“Body Language –

What’s Queer about Queer Pop?”

Life is Live 3 Hebbel Theater

November 11-13 , 2010

in Spex  Magazine #330, December 2010

Original German text by Michael Lutz

translation by Doug Norman

http://www.spex.de/

 Photo Credit: Barbara muertder/popkontext.de (c)2010


The hardest thing about the esteemed conference at the Hebbel Theater is always the shifting from theory to party.  At the third presentation of the Discourse-Festival “Life is Live” which under the title “Body Language – What’s Queer about Queer Pop?” set out to demonstrate the meaning of queer positions within pop culture with music, roundtables, and performances, the black bisexual rapper Juba Kalamka stood before a quiet sitting audience. “How ya doin?” he called out from the stage packed with instruments and furniture/props. The response was mumbled into beards and beer glasses, before fading out in the darkness of the room.

 

Kalamka’s scant half hour solo-performance belongs to the best Hip Hop has to bring to the stage these days.  A polyphonic bicycle-bell concert opened the show segueing into a grandiose karaoke version of the Queen classic “Don’t Stop Me Now,” until Juba finally flipped a switch  and triggered an infernally deep, agonizingly slow beat which undergirded a perfectly psycho-sacred interpretation of Marvin Gaye’s “I Want You.” One could not open a concert in a more unflinching, psychedelic, and aurally powerful way!
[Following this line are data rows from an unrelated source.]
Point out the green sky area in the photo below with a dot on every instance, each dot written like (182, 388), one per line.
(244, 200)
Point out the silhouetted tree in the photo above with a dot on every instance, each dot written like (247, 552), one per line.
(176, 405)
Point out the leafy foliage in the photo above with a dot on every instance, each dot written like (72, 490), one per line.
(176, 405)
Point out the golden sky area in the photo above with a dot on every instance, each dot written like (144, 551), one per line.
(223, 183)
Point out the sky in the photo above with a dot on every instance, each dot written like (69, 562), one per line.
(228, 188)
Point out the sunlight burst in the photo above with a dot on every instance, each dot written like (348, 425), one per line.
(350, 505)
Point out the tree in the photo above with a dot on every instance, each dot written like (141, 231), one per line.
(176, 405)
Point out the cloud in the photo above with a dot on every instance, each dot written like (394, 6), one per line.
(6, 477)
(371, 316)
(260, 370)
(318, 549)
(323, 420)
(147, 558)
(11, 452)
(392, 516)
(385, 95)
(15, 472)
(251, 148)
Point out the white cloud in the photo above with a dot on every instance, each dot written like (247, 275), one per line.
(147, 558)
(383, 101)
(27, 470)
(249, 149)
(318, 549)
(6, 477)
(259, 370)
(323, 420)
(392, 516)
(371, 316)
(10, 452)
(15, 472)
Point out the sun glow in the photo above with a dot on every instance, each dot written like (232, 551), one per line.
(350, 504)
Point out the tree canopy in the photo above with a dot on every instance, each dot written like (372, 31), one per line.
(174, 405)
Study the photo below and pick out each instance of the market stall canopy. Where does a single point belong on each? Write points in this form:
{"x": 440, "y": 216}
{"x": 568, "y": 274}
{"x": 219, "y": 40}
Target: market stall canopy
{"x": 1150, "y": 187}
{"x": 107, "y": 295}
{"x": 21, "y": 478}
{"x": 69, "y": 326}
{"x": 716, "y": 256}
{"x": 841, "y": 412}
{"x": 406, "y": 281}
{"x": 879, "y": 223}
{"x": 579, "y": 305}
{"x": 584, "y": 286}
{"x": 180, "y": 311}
And if you didn’t know that Kalamka is one of the pioneers of queer hip-hop movement in the states, you wouldn’t get the idea that anything about his appearance or music could be especially “queer” or “camp.” His beats evoke the 90s, he nurtures a huge passion for sampling. He navigates rhymes with the same nonchalance a paperboy tosses his newspaper, and sometimes when Juba sings or growls he reminds one of Ol’ Dirty Bastard.

 

As Juba had given a lucid talk, within the framework of the “Challenging the Universal” panel, about the realities of being a gay rapper in the US barely an hour before, one naturally searched for some kind of sign of “queerness” in his performance. To no avail. It’s likely that because these signs, as is well known, have long since been spotted by the pop music industry recycling machinery, they have been weakened—on that at least everybody on stage seemed to agree. The speakers included photographer Del LaGrace Volcano, porn-theorist Warbear, and artist Johannes Paul Raether. Each laid out her/his position that indeed all areas of pop culture are subject to queer influence/infiltration, one therefore need not expect a catharsis through the phenomenon of “queer pop.”  Now, it is surely praiseworthy that such debates take place, only it seems really paradoxical that the theory-part inevitably paralyzes the praxis. The concert almost fizzled in the face of the academic preamble.  Thus even late into the evening you had to ask yourself: Are we having fun yet?

 

After the opening night of the performance, the manageable crowd quickly dispersed over the three stories of the venue or gathered outside the door to smoke. There, painted neon yellow, stood Johannes Paul Raether making roses: He pulled little German flags from a quiver, torched the polyester and waved the wildly flaming thing around until the flag and wooden pole were fused into a kind of flower. A rose for our “neo-liberal heroes,” among whom Raether includes all those public figures who have recently had a “moment of truth” – like Horst Köhler, he explained, when he endorsed emergency military operations in order to protect German business interests.  No one asked about the connection to Queer Pop here. But all were happy with Raether when he said that the Capital Cultural Fund had not shied away from financially promoting this fun.